Jerry Wise on RUclips has much more helpful videos than this. Any therapist or coach coming from a Bowen Family Systems Theory approach would. The idea is to resolve your issues in the present, not endlessly examine where they came from. I haven’t read it myself but I hear the book Growing Yourself Up by Jenny Brown is good for that, too. Weirdly enough, the book Passionate Marriage by David Schnarch is excellent for working on your self IMO. Also, wether it necessarily fits your situation or not, Adult Children of Alcoholics materials can be really good.
There are some very good books e.g. Steve Biddulph's books "The New Manhood" and "Raising Boys." Also these days, psychologists don't emphasize childhood so much. They urge people to set up a support system of good habits e.g. healthy food, healthy exercise, some meditation, getting enough sleep, spending time with good-natured friends, finding some satisfying work, choosing a meaning that you want to give to your life, having some time to yourself, having fun, doing something creative. The combination of those things often helps to heal you and calm you so you can live your best life. You can't do all those things well all the time but you can aim in that direction and it really helps.

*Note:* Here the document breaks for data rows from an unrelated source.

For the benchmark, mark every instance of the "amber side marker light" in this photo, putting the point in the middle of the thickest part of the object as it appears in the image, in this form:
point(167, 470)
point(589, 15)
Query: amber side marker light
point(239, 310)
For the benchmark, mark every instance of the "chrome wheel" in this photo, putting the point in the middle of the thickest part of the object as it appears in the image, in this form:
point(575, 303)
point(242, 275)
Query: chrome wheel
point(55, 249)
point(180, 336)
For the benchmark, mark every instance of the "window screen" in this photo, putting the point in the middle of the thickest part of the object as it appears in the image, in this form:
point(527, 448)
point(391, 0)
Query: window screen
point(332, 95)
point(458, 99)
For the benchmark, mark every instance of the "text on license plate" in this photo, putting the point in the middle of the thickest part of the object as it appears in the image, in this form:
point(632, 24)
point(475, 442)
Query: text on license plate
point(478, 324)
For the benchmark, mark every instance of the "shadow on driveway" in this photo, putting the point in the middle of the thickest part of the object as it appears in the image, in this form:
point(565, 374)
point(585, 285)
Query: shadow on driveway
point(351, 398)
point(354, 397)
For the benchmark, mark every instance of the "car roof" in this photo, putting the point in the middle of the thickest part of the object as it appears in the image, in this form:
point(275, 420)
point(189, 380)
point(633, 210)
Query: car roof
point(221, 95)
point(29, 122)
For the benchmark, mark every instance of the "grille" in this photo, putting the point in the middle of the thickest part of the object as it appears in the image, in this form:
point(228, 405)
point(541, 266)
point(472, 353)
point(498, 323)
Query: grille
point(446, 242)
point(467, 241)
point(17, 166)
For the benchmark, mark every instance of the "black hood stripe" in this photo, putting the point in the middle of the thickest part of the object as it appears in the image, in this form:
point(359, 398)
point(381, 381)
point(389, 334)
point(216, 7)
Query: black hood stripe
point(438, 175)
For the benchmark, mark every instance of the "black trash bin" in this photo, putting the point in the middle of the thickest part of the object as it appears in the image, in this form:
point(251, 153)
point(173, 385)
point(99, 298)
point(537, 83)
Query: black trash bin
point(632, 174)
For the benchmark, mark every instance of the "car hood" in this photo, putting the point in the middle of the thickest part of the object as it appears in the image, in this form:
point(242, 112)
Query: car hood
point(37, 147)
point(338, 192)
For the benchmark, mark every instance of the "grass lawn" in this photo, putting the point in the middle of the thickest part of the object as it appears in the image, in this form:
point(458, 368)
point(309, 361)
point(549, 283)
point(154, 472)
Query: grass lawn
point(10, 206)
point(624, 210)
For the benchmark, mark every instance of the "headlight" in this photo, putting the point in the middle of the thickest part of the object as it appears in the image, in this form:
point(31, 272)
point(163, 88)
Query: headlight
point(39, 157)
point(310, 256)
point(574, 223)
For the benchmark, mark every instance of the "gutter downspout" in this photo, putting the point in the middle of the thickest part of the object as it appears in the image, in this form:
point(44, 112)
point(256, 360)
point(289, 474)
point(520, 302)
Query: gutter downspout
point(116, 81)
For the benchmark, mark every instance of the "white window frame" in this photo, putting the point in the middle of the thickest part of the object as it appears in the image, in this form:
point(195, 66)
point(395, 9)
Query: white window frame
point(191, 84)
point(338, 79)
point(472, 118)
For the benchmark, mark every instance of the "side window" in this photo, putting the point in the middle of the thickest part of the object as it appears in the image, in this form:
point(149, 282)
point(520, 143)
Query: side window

How many of us learned much of what we didn't want to become from our parents? I learned by 10 years old that both parents were just regular, flawed people doing the best they could do. Because their flaws were much more noticeable to me I vowed to avoid taking on those negative traits. It was later, as I experienced the world as an adult, when I came to understand just how uncommon their positive traits were in the general population.
The sense of normalcy in an parent-child relationship resonates so strongly. I adored my mother and constantly vied for her favour in order for her to demonstrate some form of conditional affection because I thought that was normal. I constantly thought I owed her something to purchase her love but it was never forthcoming. I thought this was normal. But after seeing other mothers, both of friends and even in lived-in accommodation, I realised my own experience was the corrupted one.
Understand and move on. Don’t get stuck with self pitying.